2. Copy data from native Wayland app, paste into win32 app
When we get a new offer from the native Wayland app, the clipboard can be populated with the offered content types by any process (e.g., the one that receives the `wl_data_device.selection` event). However, we need to mark a specific win32 window as the owner of the clipboard, which will then be responsible for providing the data for a particular content type when it receives the WM_RENDERFORMAT window message. The current approach across all drivers is to create a special, message-only win32 window that represents the real native clipboard owner:
1. [This MR] Have a single owner window for all processes, which will then forward any request for clipboard data to the window that actually has access to them (i.e., the one with the Wayland focus). 2. [Follow-up to other MR] Have a separate owner window for each process, which can request the data directly from within the same process. The owner window changes dynamically as Wayland focus moves to different processes.
The design space is not limited to the above and I am happy to explore other avenues if needed. I experimented a bit with some other ideas (e.g., see https://gitlab.winehq.org/wine/wine/-/merge_requests/7236#note_94002), but I am currently most comfortable with the alternative MR approach for wl_data_device, which doesn't deviate much from how the clipboard integration is done in the other Wine drivers.
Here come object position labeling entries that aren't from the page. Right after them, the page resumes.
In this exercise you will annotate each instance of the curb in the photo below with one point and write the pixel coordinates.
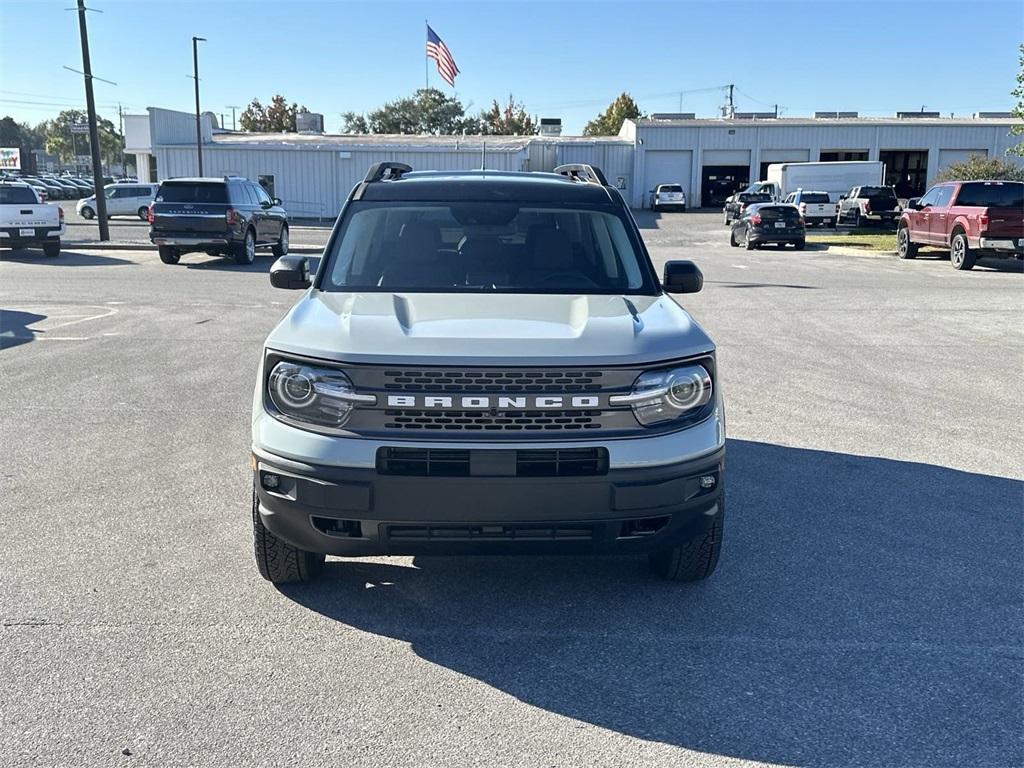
(845, 251)
(97, 246)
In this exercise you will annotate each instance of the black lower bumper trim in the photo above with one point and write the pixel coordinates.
(361, 512)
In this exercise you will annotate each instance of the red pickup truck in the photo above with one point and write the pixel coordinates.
(971, 218)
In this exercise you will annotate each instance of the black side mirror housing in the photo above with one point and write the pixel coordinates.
(682, 276)
(291, 272)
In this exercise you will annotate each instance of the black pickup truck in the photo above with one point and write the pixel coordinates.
(226, 216)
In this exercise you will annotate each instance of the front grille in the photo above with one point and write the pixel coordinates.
(514, 532)
(507, 421)
(464, 463)
(493, 381)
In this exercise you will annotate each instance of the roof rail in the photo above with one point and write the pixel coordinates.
(590, 174)
(389, 171)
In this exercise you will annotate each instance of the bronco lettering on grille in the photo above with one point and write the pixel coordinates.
(484, 402)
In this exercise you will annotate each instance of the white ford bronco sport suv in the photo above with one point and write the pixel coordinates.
(486, 363)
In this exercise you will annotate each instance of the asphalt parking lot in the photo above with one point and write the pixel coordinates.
(866, 610)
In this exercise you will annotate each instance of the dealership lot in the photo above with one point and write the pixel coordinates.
(866, 608)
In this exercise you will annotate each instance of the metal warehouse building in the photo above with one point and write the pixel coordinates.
(313, 172)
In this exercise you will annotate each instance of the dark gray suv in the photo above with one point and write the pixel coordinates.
(227, 216)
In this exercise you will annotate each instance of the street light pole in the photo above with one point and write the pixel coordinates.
(199, 125)
(90, 104)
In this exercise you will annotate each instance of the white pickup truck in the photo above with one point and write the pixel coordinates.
(25, 221)
(814, 207)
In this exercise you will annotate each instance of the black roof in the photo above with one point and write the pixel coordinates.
(486, 186)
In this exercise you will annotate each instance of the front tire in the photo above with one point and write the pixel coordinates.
(692, 560)
(169, 255)
(279, 561)
(961, 255)
(245, 252)
(281, 248)
(905, 249)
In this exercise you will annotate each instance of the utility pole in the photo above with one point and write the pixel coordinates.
(121, 128)
(90, 104)
(199, 124)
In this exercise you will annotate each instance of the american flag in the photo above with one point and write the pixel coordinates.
(439, 52)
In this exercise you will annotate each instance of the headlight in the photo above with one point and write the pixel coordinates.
(322, 396)
(664, 395)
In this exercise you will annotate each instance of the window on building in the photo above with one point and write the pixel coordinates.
(842, 156)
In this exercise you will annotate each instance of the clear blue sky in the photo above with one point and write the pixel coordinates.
(561, 59)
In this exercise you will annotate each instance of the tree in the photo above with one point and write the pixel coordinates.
(60, 141)
(426, 112)
(980, 167)
(610, 121)
(352, 123)
(1018, 92)
(508, 120)
(276, 117)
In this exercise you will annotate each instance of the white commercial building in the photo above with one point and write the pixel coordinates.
(313, 172)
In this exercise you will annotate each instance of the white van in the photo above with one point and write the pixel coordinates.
(122, 200)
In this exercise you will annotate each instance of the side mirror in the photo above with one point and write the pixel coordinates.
(291, 272)
(682, 276)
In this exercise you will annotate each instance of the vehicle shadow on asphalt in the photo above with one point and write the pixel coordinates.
(14, 329)
(67, 258)
(865, 611)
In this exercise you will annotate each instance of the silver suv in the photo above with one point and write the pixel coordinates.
(486, 363)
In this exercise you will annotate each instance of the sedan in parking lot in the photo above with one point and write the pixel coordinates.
(769, 222)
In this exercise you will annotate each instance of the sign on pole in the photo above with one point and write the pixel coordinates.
(10, 158)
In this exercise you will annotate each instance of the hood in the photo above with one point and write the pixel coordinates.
(496, 329)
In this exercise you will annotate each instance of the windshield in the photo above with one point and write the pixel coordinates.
(193, 192)
(486, 247)
(16, 196)
(877, 192)
(992, 195)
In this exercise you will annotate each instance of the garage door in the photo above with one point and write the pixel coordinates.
(667, 167)
(949, 157)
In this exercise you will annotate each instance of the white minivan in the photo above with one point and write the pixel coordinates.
(122, 200)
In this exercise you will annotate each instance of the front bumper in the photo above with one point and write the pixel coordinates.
(359, 512)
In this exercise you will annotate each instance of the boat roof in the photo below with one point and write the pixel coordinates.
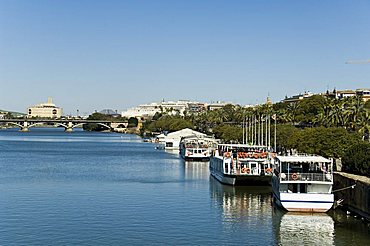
(196, 137)
(242, 146)
(302, 158)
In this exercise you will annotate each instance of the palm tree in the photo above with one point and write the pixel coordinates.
(353, 109)
(364, 125)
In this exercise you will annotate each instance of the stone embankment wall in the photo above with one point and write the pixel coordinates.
(355, 199)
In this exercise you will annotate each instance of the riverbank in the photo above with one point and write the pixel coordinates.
(356, 199)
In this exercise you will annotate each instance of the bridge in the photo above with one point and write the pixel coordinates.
(68, 124)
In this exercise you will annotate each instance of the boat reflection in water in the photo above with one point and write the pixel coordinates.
(196, 170)
(296, 228)
(245, 213)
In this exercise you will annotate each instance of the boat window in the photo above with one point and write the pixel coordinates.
(303, 188)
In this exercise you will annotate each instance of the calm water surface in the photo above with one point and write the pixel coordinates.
(85, 188)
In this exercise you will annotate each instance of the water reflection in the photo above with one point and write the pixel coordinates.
(196, 170)
(304, 229)
(241, 200)
(244, 211)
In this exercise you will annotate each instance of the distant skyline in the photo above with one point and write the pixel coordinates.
(92, 55)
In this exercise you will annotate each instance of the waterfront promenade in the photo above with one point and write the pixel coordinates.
(93, 188)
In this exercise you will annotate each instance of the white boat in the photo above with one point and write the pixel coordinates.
(303, 183)
(197, 147)
(241, 164)
(171, 141)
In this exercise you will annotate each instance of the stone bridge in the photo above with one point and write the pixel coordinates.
(68, 124)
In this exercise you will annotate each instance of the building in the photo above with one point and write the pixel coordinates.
(216, 105)
(341, 94)
(143, 110)
(365, 93)
(170, 107)
(45, 110)
(297, 98)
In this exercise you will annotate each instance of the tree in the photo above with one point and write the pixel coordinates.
(328, 142)
(228, 133)
(357, 159)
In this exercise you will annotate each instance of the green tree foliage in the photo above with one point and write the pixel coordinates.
(328, 142)
(228, 133)
(309, 108)
(367, 105)
(357, 159)
(284, 136)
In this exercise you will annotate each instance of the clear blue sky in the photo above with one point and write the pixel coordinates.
(90, 55)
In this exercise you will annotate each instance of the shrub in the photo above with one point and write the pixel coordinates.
(357, 159)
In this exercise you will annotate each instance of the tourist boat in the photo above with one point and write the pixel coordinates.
(197, 147)
(303, 183)
(241, 164)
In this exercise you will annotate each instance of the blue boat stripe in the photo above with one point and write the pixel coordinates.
(306, 201)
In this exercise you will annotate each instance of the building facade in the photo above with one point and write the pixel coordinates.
(44, 110)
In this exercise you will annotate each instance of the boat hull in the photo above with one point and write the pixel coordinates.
(236, 180)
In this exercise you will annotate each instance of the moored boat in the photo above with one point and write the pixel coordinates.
(241, 164)
(303, 183)
(197, 147)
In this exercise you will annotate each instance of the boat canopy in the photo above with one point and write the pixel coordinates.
(303, 158)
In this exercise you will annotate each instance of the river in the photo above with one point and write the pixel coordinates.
(86, 188)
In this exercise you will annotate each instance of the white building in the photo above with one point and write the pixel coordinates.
(170, 107)
(45, 110)
(172, 140)
(144, 110)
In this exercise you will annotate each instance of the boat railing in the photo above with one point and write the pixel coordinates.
(323, 177)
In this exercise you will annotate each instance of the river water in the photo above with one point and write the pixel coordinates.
(84, 188)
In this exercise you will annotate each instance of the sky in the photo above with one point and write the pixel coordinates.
(92, 55)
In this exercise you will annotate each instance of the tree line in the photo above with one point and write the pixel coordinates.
(315, 125)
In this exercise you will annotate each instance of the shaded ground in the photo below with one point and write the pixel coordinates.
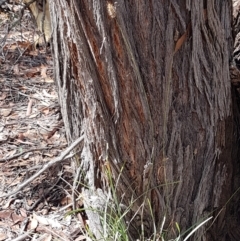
(31, 134)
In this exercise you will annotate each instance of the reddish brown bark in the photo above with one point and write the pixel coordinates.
(148, 84)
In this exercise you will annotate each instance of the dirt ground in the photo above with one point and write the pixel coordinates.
(31, 135)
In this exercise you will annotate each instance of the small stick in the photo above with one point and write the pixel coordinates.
(46, 167)
(24, 152)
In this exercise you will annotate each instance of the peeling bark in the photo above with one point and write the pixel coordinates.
(148, 84)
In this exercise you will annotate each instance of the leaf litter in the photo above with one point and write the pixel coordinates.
(31, 134)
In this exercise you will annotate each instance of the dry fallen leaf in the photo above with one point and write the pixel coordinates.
(3, 236)
(5, 112)
(33, 224)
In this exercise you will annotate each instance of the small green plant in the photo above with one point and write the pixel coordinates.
(114, 226)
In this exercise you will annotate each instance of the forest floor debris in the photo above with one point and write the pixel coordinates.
(31, 135)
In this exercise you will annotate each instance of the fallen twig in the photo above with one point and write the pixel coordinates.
(24, 152)
(45, 167)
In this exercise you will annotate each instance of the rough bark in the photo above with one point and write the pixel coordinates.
(148, 84)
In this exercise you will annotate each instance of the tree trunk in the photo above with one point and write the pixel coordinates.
(148, 84)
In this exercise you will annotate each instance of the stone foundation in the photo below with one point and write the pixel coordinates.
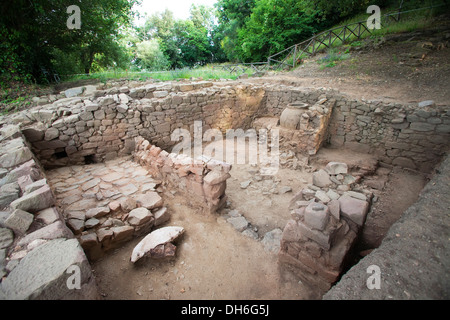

That doesn't mean we won't bend over backwards to help with whatever, I would rather explore a design that allow us to set the clipboard even without focus with wl_data_device than to allow all wine apps to read the clipboard without focus via ext-data-control if that's what's needed to solve your problems.
What you propose would help in terms of functionality with clipboard direction (1) above. Compared to data-control, though, it would still be both less powerful and more complex, since the main part of the integration complexity comes from direction (2). However, if we do want the fallback anyway, the complexity aspect perhaps is not as important (and in fact supporting only one protocol would be simpler).
In the end I think the decision boils down to just one thing: whether we are happy with the somewhat limited (but mostly adequate) functionality that's possible with wl_data_device, or we want to provide the 100% full win32 clipboard functionality.
--
I understand that the decision to use data-control (or not) involves wider, somewhat not-technical aspects. To me this whole discussion underlines that there are fundamental unresolved issues in the concept of privileged protocols:
1. Without a sandbox it's game over in terms of security anyway (and as you said the sandbox can limit access to privileged protocols). 2. It's a losing game to expose a protocol and then expect applications to just be good Wayland citizens and not use it, without enforcing that restriction somehow. Also, who decides which applications should use which protocol?
But I guess this is a discussion for another forum.